Pretreatment of the cells with SB-203580, a P38 signaling molecule inhibitor (18), was observed to inhibit NS-398-induced P38 activation. Accordingly, treatment with SB-203580 led to NS-398 inhibiting the proliferation activity of the pancreatic cancer cells. Invasive in vitro experiments were also performed, which demonstrated that treatment with 50 µM NS-398 increased the invasiveness of the pancreatic cancer cells, whereas the P38 inhibitor, SB-203580, significantly reduced pancreatic cancer cell invasion, compared with the NS-398-treated cells. SB-203580 was observed to completely inhibit the NS-398-induced increase in pancreatic cancer cell invasiveness (Fig. 2A and B).

The activation of the P38 signaling pathway is closely associated with the activation of the CD147-MMP-2 signaling pathway (19). In order to determine the role of P38 signaling molecules in the induction of CD147 and downstream MMP-2 by NS-398, the PANC-1 cells were treated with 50 µM NS-398 for the indicated durations. The results revealed that the levels of CD147 and MMP-2 were upregulated following activation of the P38 signaling molecules. SB-203580 inhibited NS-398-induced P38 activation, and also inhibited the expression levels of CD147 and downstream MMP-2 (Fig. 3A and B).
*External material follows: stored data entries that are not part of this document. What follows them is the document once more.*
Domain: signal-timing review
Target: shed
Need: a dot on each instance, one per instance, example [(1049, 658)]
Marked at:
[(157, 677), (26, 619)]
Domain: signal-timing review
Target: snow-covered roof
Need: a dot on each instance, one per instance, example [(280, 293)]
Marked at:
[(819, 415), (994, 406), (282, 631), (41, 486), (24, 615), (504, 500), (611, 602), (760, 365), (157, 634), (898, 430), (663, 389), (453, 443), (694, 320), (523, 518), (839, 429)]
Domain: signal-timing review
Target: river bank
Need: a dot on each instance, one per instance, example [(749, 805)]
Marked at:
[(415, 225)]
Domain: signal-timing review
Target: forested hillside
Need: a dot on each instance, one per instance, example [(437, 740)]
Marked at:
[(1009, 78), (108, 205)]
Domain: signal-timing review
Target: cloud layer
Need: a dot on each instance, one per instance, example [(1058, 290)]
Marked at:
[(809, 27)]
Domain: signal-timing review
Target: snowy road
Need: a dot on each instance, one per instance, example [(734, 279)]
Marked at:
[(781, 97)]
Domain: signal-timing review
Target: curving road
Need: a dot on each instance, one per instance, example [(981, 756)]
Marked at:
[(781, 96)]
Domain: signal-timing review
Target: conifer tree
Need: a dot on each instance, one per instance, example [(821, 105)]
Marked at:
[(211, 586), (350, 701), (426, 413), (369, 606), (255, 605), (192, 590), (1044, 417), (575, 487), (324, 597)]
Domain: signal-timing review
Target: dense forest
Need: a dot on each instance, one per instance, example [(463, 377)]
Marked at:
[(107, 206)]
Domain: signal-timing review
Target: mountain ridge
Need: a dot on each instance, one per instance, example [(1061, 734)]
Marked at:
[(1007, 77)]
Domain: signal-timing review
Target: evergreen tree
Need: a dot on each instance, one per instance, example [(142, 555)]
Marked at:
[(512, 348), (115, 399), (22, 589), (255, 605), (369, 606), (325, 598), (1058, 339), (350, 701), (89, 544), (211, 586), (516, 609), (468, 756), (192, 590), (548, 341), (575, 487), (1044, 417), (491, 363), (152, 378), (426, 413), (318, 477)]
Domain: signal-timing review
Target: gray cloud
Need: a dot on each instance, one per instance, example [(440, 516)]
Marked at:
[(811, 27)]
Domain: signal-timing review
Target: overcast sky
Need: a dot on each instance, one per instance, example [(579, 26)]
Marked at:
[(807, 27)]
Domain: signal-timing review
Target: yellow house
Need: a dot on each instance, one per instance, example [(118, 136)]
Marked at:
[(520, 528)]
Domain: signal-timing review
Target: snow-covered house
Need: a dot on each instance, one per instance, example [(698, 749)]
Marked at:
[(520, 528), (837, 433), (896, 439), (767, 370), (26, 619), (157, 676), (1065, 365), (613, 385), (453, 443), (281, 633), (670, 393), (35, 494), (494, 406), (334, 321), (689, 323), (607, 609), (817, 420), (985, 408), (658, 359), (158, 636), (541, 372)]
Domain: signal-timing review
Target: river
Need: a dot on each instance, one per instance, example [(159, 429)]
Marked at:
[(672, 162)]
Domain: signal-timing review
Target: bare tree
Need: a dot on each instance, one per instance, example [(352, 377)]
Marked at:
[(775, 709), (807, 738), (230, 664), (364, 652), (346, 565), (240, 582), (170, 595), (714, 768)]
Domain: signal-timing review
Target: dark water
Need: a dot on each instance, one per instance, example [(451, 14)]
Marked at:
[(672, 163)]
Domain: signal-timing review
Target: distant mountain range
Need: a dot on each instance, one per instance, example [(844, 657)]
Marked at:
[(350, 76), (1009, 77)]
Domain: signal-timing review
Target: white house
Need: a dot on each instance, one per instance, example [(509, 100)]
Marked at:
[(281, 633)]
To further confirm the hypothesis that NS-398 mediates the CD147-MMP-2 signaling pathway, involved in pancreatic cancer cell invasiveness, through the activation of P38 signaling molecules, CD147 siRNAs were transfected into PANC-1 cells for 24 h. The cells were then treated with or without 50 µM NS-398, and western blot analysis of the protein expression levels was performed. The results indicated that the NS-398-induced expression of MMP-2 was inhibited by the CD147 siRNAs, however, the activation induced by NS-398 remained. Invasive in vitro experiments were also performed, which revealed that the CD147 siRNAs significantly inhibited the NS-398-induced increase in pancreatic cancer cell invasiveness. CD147 siRNA treatment also restored the anti-proliferative effect of NS-398 in the pancreatic cancer cells (Fig. 4A–C).